Tech bosses have decried the poor IT content in the national curriculum, but here and abroad, mentors from the industry (and kids) are doing it for themselves. This is from the Guardian…
When David Jay became frustrated by his inability to find out what was on the school lunch menu, he took action in the way only a technically minded 11-year-old would – he decided to create an app for it.
David would have won the approval of Dick Olver, chairman of defence giant BAE Systems, who last month attacked the Department for Education’s proposed new design and technology curriculum for focusing on cookery and gardening and not meeting “the needs of a technologically literate society”.
Olver is not alone. Google chief executive Eric Schmidt, has complained that Britain’s ICT curriculum gives pupils no insight into how software is made, and Mike Short, president of the Institution of Engineering and Technology, has said computer science must be taught as a subject in schools or the UK could lose its globally competitive position.
Young David’s idea was to take the food choices from the menu published online by the independent Thomas’s school in Battersea and write a program for his phone to display what they would be eating that day. But, in apparent confirmation of Olver’s concerns, the school can take no credit. The app idea emerged not in a classroom but on a Saturday afternoon in the offices of Forward, a web company in Camden, north London, which hosts monthly session teaching children computer skills, including writing code.
This Coder Dojo – which borrows the Japanese term for a martial arts school – is one of 180 around the world. From Brooklyn to Uganda to Bolivia, IT professionals are giving up their spare time to teach children as young as seven how to become tech wizards.
Started two years ago by a young Irish computer enthusiast, James Whelton, the movement has spread rapidly, with an ethos of volunteer-led teaching in an industry increasingly concerned by a shortage of skills in information and communication technology, or ICT.
At the Camden dojo, 15 other children, parents in tow, are being mentored by professionals as they work on their projects for three hours on a Saturday afternoon. Andy Kent, one of the Camden mentors, says the dojos do not focus on teaching particular skills, but allow children to question how technology works. It is the modern-day equivalent of taking a radio apart and putting it back together.

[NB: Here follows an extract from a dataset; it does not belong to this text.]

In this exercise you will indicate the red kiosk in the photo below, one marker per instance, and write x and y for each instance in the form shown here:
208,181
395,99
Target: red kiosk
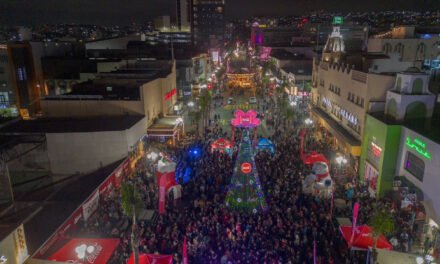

“I think there is a certain stigma attached to coding,” he says. “If you like football, you go and do more of it at the weekend, but we don’t really have that for tech stuff, or any academic things.”
David’s father is Alan Jay, one of the founders of film database IMDb before it was sold to Amazon in 1998. He says: “It is a logic and a language, just like learning French, and if you teach them when they are young, they don’t think they’re learning something complicated.”